The problem is that all this heating and magnetic confinement requires colossal amounts of energy. While we’ve managed to get fusion reactions running on Earth they’ve always used considerably more energy than they’ve produced. The International Thermonuclear Experimental Reactor (ITER) in France is designed to change that.
The project has been a long time in the making. The idea was formulated at the tail end of the Cold War as a multinational collaboration, but design work didn’t properly start until the turn of the millennium, and its parent organization wasn’t launched until 2007. Last week French president Emmanuel Macron hosted a ceremony to celebrate the beginning of the assembly of the reactor.
Over the past five years factories, universities, and national laboratories all over the world have been working to build the components for the plant, some of which weigh several hundred tons, including a magnet powerful enough to lift an aircraft carrier. It will take another five years to piece all the parts together and get the reactor ready for its first test run.
“Constructing the machine piece by piece will be like assembling a three-dimensional puzzle on an intricate timeline,” director-general of ITER Bernard Bigot said in a press release. “Every aspect of project management, systems engineering, risk management, and logistics of the machine assembly must perform together with the precision of a Swiss watch.”
The hope is that by 2025 the plant will be able to produce “first plasma,” a test designed to make sure the reactor works; the test will produce roughly 500 megawatts of thermal power. It will be another decade until the plant is expected to produce enough energy to be commercially viable, though. That will involve building an even larger plasma chamber to provide 10-15 times more electrical power.

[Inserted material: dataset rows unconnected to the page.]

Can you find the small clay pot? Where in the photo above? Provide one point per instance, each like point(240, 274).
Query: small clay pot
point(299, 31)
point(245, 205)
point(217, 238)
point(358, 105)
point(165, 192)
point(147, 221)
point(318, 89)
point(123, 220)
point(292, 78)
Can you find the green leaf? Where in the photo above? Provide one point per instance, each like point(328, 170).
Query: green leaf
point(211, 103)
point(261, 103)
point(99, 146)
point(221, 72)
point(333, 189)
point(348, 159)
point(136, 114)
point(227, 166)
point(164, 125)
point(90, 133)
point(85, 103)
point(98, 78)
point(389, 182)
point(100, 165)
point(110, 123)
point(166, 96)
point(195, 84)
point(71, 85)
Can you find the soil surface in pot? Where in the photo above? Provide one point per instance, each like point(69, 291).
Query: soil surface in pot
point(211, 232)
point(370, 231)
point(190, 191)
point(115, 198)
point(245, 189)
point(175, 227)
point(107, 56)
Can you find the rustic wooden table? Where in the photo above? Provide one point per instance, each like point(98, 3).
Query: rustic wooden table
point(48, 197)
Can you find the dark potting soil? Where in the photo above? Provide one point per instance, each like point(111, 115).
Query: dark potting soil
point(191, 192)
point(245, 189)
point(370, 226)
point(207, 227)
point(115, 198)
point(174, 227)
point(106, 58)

While 15 years away might not seem like much of an improvement over 20, those behind the project are confident that these are the first steps towards fusion power fulfilling its promise of revolutionizing our energy systems.
It faces some competition, though. Both the UK government and a variety of startups have announced plans to pursue nuclear fusion, often aiming for much smaller and easier-to-build reactors than ITER. And despite its heavy backing from multiple nation-states, the project’s long history of cost overruns and delays means it’s certainly not a sure-fire winner.
But the project will soon be one of the world’s largest science experiments, and winner or not, there’s little doubt it will significantly push forward our understanding of fusion power. Harnessing the power of the sun on Earth may not sound like a crazy idea for much longer.